= Gilbert Jonas =

Gilbert Maurice Jonas (July 22, 1930 – September 21, 2006), was an American businessman and long-time fundraiser for the NAACP.

Born in Brooklyn, Jonas graduated from Stanford University in 1951, and earned a master's degree in international affairs from Columbia University. After a stint in the Army's public information office, he served as a public relations adviser to the African independence movement in the late 1950s. Later he became acting director of the Far East section of the Peace Corps.

From 1962 till the mid-1990s, Jonas ran the Gilbert Jonas Company, a public relations and fund-raising firm based in Manhattan where he lived. Active in progressive political causes, Jonas served as the N.A.A.C.P.'s chief fund-raiser from 1965 to 1995, helping to raise $110 million for the organization during that period.

In June 1995, Jonas filed suit against the N.A.A.C.P., charging fiscal impropriety and back pay and damages. The suit was settled out of court later that summer, with the N.A.A.C.P. agreeing to pay Mr. Jonas's back pay.

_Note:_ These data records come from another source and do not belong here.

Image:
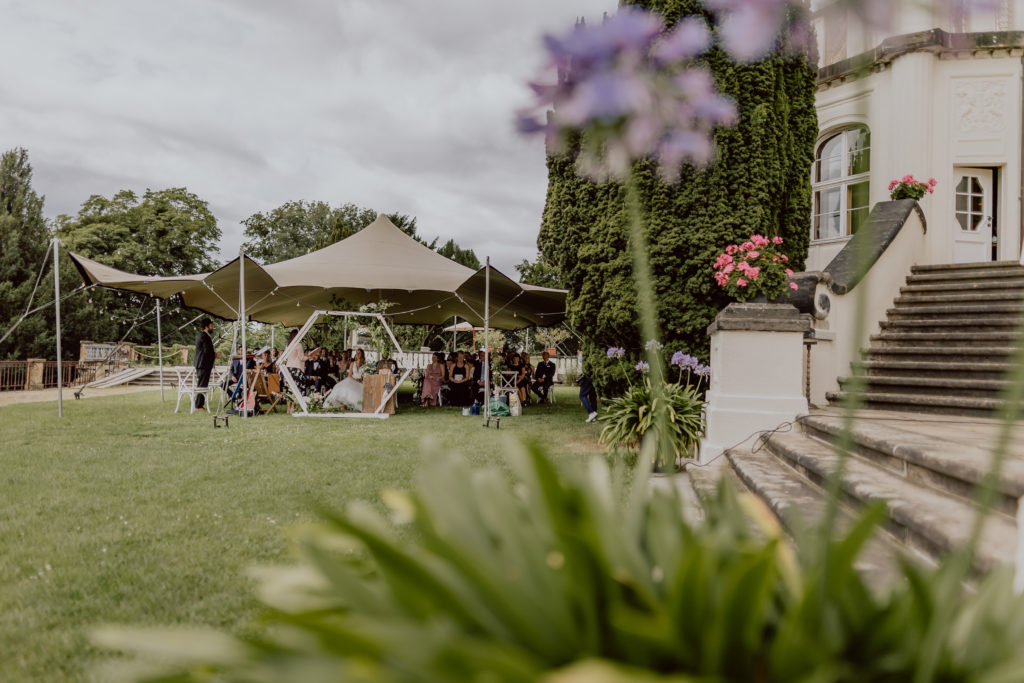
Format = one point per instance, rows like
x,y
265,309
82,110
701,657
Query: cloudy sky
x,y
394,104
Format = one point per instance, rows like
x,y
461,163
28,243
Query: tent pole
x,y
486,345
160,352
56,314
242,323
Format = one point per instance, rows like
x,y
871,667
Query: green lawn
x,y
125,512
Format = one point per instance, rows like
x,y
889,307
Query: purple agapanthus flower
x,y
615,351
632,86
684,360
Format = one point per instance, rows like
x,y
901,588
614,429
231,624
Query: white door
x,y
973,215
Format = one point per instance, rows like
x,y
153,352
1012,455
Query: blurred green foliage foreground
x,y
585,572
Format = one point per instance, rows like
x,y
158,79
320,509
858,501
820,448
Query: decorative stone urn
x,y
757,373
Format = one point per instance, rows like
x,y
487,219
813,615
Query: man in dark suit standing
x,y
204,360
545,377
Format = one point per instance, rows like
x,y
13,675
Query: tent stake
x,y
160,352
486,345
56,309
242,323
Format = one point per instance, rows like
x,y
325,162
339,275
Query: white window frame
x,y
843,182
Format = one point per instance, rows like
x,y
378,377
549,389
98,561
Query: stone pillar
x,y
757,373
34,374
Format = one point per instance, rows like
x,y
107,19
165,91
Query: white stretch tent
x,y
378,263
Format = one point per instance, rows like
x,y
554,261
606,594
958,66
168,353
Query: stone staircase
x,y
947,343
924,477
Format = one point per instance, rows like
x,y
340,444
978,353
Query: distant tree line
x,y
162,232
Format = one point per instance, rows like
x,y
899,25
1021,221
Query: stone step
x,y
937,386
957,335
1004,324
927,460
979,298
935,311
921,517
902,368
801,505
967,286
941,354
960,267
966,274
915,402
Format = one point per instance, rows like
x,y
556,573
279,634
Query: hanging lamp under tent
x,y
378,263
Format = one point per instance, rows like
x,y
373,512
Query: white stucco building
x,y
940,95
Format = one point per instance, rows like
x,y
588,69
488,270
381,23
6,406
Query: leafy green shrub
x,y
584,573
628,418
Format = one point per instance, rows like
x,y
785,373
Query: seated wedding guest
x,y
460,378
544,378
524,378
267,365
481,369
344,359
235,369
433,376
236,372
387,364
348,392
318,371
296,363
588,396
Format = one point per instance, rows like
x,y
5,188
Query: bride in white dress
x,y
349,391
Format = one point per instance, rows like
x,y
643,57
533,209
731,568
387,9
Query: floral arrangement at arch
x,y
909,187
754,267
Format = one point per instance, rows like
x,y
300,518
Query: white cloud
x,y
396,104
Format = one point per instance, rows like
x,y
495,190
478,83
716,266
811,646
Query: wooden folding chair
x,y
275,393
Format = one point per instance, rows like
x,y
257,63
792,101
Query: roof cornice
x,y
936,41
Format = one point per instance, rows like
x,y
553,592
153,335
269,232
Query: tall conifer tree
x,y
759,183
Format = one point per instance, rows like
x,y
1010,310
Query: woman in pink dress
x,y
432,380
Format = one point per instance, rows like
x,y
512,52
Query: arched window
x,y
842,165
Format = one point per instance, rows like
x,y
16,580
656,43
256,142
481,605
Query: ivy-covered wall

In 2005, Jonas published the book Freedom's Sword: The NAACP and the Struggle Against Racism in America, 1909-1969, with a foreword by civil-rights leader Julian Bond.

He is survived by three daughters, Susan Dale Jonas, Jillian Dana Jonas and Stephanie Drew Jonas Stone. His first wife was Barbara Lynn Selby. His second wife Paulette Joyce Thiese.